Эти слова принадлежат Анатолию Ивановичу Деревенцу. Он же свидетельствовал: «Когда нас захватили в плен, было не до того, чтобы разглядывать своих победителей. Мысли были совсем о другом, о судьбе, которая нас ждет. Люди брели, опустив головы и не обращая внимания на то, что было вокруг. Однако теперь невольно обратили внимание на то, как были одеты и как выглядели те, кто разгромил нашу армию, которую мы считали непобедимой.

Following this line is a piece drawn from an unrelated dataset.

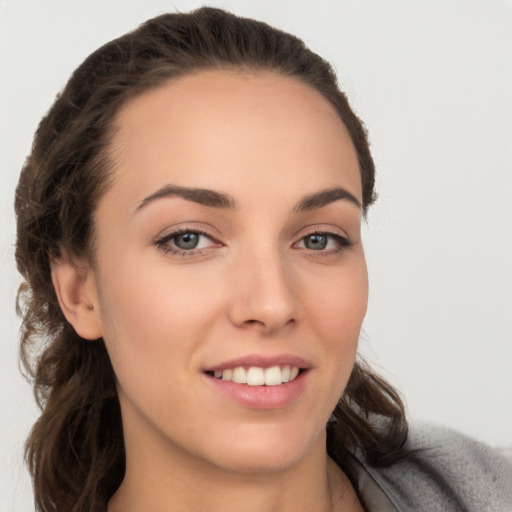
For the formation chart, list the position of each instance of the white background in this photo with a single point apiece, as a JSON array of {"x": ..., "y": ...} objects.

Немецкие солдаты производили впечатление сытых, опрятных, в обмундировании, которое ни в какое сравнение не шло с нашим “х/б” второй или третьей категории. У немцев были аккуратные френчи, на ногах сапоги вместо грязных обмоток, в которых щеголяли мы. Сравнение было не в нашу пользу, и это удручало, — почему так? Ведь нам все время твердили о том, что в немецкой армии нет ничего добротного, что все — сплошные эрзацы, что их танки — железные коробки, об этом писала наша пресса. Но, может быть, сильнее всего подействовало на нас, бредущих по пыльным дорогам при изнуряющей жаре, то, как немецкие солдаты из частей, расположенных у дороги, в жаркий день подходили к машине и каждый из них, предъявив какой-то талончик, мог свободно получить флягу пива.